This kind of direct limiting of lending does slow things down, and can cause a credit implosion induced hard landing. It’s like a cut in govt spending.
It doesn’t have to be a hard landing, but it’s a serious risk, especially going into the second half of the year.
July 6 (Reuters) — Chinese banks are seen issuing 6.7 trillion yuan ($1.04 trillion) worth of new loans this year, an official paper said on Wednesday, suggesting lending could slow markedly in 2011 as part of Beijing’s drive to tame inflation.
Drawing on its own calculations and without citing sources, the China Securities Journal said the pace of new bank lending could ease considerably from last year’s 7.95 trillion yuan.
The pace of bank lending is a focal point in China’s monetary policy as it is used by Beijing to manage economic growth and inflation. The government tells banks how much they should lend by setting loan quotas.
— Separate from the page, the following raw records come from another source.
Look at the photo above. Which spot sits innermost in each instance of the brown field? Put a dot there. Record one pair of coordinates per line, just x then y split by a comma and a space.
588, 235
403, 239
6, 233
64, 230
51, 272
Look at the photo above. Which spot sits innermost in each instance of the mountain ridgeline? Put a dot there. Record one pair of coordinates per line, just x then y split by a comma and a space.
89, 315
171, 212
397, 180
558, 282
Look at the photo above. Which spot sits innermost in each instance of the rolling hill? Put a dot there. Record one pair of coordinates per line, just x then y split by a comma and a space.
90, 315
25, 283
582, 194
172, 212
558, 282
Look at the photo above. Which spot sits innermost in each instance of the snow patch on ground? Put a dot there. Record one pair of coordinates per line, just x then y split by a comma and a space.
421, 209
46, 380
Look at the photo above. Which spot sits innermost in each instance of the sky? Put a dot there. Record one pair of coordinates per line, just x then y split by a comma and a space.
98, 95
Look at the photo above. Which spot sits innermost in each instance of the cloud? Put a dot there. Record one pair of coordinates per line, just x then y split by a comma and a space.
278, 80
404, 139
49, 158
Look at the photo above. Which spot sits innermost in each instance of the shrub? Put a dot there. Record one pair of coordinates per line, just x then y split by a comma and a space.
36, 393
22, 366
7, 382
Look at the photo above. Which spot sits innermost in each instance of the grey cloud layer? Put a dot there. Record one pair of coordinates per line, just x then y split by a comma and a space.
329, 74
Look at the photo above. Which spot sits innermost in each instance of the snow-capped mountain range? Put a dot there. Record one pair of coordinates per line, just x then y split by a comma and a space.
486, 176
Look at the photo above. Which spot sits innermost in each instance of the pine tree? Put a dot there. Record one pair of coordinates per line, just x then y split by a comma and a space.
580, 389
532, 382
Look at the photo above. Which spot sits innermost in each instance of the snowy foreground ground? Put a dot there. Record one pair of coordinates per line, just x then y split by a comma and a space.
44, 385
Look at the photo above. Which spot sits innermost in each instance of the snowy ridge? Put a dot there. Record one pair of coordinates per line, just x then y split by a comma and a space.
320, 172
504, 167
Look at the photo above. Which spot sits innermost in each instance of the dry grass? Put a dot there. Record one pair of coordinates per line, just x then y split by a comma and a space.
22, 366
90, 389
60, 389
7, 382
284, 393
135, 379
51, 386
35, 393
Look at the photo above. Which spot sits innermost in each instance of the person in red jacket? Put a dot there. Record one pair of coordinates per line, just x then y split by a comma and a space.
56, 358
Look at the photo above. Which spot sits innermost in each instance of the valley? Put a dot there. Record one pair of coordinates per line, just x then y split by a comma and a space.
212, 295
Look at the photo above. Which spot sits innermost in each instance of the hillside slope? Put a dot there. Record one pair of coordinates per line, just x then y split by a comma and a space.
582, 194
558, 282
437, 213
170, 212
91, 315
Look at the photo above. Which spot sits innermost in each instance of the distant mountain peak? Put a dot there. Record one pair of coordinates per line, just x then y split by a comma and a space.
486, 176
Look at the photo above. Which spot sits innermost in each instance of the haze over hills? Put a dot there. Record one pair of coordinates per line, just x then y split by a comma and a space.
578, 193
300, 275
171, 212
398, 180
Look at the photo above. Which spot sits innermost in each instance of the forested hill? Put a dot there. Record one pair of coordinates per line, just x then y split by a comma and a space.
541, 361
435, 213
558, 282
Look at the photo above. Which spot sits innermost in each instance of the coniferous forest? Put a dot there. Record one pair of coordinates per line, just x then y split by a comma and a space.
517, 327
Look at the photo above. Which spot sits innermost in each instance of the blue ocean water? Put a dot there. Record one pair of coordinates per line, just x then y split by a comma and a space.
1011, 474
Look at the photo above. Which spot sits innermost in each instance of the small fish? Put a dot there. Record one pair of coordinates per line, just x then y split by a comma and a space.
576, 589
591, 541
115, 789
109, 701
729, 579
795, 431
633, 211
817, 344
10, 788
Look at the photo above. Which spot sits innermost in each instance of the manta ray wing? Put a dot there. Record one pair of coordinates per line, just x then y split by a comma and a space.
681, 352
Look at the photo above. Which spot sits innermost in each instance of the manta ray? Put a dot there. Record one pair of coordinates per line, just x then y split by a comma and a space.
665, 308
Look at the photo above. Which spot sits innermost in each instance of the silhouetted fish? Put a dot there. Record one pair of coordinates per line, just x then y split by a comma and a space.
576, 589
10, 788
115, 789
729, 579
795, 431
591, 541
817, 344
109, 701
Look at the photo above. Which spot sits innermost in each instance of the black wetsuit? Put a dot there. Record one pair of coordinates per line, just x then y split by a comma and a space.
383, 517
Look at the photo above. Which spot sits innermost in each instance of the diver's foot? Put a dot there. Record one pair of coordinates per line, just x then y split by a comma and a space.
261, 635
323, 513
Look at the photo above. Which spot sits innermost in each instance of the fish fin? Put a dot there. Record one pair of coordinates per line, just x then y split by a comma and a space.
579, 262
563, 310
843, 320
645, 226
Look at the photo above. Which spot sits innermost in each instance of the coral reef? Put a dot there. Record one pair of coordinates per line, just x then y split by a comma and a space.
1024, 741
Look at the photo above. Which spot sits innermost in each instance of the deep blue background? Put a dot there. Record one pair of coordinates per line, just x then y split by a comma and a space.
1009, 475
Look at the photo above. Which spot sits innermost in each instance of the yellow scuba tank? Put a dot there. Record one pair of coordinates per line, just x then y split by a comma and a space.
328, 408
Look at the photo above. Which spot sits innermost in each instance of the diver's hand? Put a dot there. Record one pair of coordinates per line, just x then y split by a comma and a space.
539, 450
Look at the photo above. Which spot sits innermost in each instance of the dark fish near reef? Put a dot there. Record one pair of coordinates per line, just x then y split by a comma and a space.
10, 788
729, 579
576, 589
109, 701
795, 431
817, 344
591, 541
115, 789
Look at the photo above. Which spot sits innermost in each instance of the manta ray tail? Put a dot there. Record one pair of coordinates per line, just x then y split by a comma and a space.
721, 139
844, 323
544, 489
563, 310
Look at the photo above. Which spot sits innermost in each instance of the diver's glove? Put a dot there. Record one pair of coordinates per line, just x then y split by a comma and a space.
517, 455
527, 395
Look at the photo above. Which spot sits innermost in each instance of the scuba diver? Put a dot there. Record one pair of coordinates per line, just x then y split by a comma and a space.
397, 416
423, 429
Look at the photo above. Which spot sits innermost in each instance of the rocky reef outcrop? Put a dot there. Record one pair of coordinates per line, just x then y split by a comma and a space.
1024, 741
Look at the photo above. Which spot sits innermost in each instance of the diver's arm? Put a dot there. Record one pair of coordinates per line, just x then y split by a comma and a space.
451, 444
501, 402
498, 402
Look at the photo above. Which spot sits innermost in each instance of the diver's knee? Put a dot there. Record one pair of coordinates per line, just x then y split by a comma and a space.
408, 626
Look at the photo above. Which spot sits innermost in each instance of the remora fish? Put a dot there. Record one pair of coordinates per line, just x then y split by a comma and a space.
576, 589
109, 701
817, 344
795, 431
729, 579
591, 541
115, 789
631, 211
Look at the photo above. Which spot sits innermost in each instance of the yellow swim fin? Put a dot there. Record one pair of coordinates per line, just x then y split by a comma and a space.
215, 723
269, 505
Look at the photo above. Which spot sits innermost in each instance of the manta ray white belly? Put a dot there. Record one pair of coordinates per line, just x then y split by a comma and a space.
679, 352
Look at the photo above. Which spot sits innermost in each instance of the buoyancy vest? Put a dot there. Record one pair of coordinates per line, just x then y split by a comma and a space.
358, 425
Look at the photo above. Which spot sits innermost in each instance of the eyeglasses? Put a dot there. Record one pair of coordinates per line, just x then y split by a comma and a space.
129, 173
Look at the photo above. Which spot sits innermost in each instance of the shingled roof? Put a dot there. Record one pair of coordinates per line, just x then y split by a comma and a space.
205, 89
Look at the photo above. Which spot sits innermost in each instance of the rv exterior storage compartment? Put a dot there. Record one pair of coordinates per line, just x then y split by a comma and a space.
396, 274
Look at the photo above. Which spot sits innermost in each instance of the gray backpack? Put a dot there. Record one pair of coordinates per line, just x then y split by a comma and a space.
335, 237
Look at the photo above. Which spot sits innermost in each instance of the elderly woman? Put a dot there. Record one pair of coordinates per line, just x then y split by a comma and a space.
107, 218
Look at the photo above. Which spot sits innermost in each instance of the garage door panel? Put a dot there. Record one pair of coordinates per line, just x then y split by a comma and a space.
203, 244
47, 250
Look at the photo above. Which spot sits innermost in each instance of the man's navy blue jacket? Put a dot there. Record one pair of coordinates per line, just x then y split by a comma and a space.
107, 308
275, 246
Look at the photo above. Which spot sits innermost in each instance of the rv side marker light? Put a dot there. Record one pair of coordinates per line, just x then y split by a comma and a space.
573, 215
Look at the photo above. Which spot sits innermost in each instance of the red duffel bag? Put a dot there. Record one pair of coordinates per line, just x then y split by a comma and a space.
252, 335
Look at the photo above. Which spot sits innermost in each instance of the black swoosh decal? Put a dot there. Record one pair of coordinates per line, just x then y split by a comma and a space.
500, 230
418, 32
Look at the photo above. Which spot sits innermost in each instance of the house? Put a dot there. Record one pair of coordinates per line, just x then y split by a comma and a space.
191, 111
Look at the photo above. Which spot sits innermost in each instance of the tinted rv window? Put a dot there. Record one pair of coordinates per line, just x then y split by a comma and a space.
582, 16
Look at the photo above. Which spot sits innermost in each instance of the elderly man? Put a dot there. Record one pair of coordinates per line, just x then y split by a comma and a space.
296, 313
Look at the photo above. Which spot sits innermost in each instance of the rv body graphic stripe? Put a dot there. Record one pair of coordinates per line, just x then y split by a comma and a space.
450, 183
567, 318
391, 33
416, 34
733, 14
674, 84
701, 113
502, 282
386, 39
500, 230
Although Beijing did not publicly announce a loan quota this year, it is widely believed to have an informal target of 7 trillion-7.5 trillion yuan.
Chinese banks likely lent 4 trillion yuan worth of new loans in the first six months of this year, after lending 3.5 trillion between January and May, the paper said.
Accordingly, total new lending for the year would hit around 6.7 trillion yuan if Chinese banks control their pace of lending according to a formula stipulated by the central bank, the paper said.
It said the formula calls for banks to lend 60 percent of annual loans in the first half of the year, and the remaining 40 percent in the second.
With inflation at 34-month highs and a lending spree by Chinese banks in 2009 feeding worries about a build-up of bad debt, Beijing wants to temper bank lending this year.
Since October, it has increased interest rates four times and raised the reserve requirement ratio for banks six times, effectively ordering banks to lock a record 21.5 percent of deposits with the central bank.